ただな、お互いが不幸になる結末だけは、見たくのぉて。そなたはまだまだ若い。これからもっと良い縁にも恵まれることじゃろう。選んだ先の未来に、笑顔よりも憂いが多いようならば、苦痛を強いる事になるのならば、まだ間に合う」
「私では任せられないと判断されたら、強制的に離婚させられるということでしょうか?」
ようやく核心に迫った問いに、雪花はゆっくりと頷いて見せた。
「麗に関する記憶を抹消させてな」
「っ!」
記憶を消すのは強引すぎる――だが、それを容易にできる力を持っているのだ、彼女達は。
白夜は表情を引き締めてから、ゆっくりと口角をあげて、微笑みを見せた。少しでも起こり得る未来が垣間見えるのなら、見方を変えればそれは面白いじゃないか、と。
未来の断片を覗くゲームという名の、試練を受ける覚悟を決めて。白夜は挑むように雪花を強く見つめた。
「私は彼女を手放すつもりはありません。生まれてくる我が子の手を放すつもりも、ありません。その試練、お引き受けいたしましょう」
強い眼差しを受け止めた雪花は、実に愉快だと言いたげに笑い声をあげた。上機嫌でその場に立ち上がる。
「よい心構えじゃ。

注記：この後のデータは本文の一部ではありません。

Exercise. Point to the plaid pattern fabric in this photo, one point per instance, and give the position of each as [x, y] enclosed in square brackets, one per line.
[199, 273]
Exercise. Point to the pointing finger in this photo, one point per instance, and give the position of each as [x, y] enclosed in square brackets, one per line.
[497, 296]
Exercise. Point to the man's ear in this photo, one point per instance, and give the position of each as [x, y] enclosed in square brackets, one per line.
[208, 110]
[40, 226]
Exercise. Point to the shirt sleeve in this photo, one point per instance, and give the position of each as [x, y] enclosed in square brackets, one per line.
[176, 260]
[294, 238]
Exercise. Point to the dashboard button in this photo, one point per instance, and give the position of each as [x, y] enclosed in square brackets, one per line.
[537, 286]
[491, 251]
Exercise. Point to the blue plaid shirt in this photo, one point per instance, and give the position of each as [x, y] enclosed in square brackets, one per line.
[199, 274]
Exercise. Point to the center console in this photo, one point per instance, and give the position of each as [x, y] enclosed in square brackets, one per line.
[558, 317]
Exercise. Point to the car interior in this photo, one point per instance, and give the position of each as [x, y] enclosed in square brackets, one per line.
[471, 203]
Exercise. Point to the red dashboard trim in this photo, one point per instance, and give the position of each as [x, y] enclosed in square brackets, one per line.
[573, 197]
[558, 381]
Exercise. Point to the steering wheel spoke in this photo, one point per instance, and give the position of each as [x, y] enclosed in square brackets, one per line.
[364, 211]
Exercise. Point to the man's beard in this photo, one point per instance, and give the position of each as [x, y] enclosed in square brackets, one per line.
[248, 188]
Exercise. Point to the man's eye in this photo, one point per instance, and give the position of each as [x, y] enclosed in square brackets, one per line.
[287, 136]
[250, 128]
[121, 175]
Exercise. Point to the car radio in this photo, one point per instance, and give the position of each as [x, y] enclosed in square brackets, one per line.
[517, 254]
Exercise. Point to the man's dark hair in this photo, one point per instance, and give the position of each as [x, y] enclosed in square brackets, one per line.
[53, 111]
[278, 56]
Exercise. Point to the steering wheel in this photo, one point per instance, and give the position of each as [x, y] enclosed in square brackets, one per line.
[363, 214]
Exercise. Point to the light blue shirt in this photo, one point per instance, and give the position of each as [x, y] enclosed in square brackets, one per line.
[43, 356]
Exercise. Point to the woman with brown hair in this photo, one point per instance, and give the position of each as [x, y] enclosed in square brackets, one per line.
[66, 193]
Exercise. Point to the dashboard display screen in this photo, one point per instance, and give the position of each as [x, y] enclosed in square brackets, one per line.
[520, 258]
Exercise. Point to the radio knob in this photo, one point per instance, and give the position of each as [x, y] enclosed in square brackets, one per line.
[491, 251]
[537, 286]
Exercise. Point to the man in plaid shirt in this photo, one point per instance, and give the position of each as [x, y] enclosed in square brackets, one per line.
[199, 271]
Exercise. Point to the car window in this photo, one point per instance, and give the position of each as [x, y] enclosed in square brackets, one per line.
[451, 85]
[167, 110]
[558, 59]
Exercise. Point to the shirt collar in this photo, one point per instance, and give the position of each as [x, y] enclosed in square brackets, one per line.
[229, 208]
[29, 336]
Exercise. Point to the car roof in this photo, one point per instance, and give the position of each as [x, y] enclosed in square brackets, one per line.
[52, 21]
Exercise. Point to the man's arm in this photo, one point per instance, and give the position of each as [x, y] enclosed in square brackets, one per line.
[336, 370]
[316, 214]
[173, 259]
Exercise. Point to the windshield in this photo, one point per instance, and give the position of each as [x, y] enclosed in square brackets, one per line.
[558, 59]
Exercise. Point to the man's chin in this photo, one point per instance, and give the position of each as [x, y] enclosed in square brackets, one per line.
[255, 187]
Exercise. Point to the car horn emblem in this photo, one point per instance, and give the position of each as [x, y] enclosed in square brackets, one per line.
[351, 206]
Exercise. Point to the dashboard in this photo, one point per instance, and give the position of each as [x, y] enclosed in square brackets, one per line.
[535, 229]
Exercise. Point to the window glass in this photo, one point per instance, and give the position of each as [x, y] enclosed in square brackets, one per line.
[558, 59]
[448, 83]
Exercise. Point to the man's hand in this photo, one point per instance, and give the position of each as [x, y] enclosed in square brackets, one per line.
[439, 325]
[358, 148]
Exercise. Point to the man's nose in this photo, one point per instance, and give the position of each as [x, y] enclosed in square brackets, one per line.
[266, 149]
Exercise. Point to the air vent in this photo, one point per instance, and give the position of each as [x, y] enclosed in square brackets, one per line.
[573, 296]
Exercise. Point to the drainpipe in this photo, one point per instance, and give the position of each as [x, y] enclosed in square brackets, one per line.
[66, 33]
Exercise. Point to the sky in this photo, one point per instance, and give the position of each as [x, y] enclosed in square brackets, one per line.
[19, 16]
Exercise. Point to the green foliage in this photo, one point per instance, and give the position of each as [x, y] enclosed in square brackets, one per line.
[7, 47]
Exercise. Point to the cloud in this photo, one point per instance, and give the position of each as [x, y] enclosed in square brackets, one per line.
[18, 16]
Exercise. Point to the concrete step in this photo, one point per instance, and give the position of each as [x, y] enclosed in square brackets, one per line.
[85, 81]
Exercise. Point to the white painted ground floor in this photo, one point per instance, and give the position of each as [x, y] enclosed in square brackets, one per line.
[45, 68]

気に入ったわ。夢じゃと思うて油断は大敵じゃぞ?
十夜、”時の間”の用意は整っておるかや?」
「ええ、すべて準備は出来ております」
一つ頷いて見せた雪花は白夜に立ち上がるようにと告げると、移動を促した。
「さて、未来のそなたをわらわも覗かせてもらおうぞ。――参れ」
自動扉のように襖が両開きに開く。雪花の後ろを追うように、白夜は後に続いた。
どんな未来が待ち受けていても、決して自分の想いが揺らぐことはないと、強く思いながら。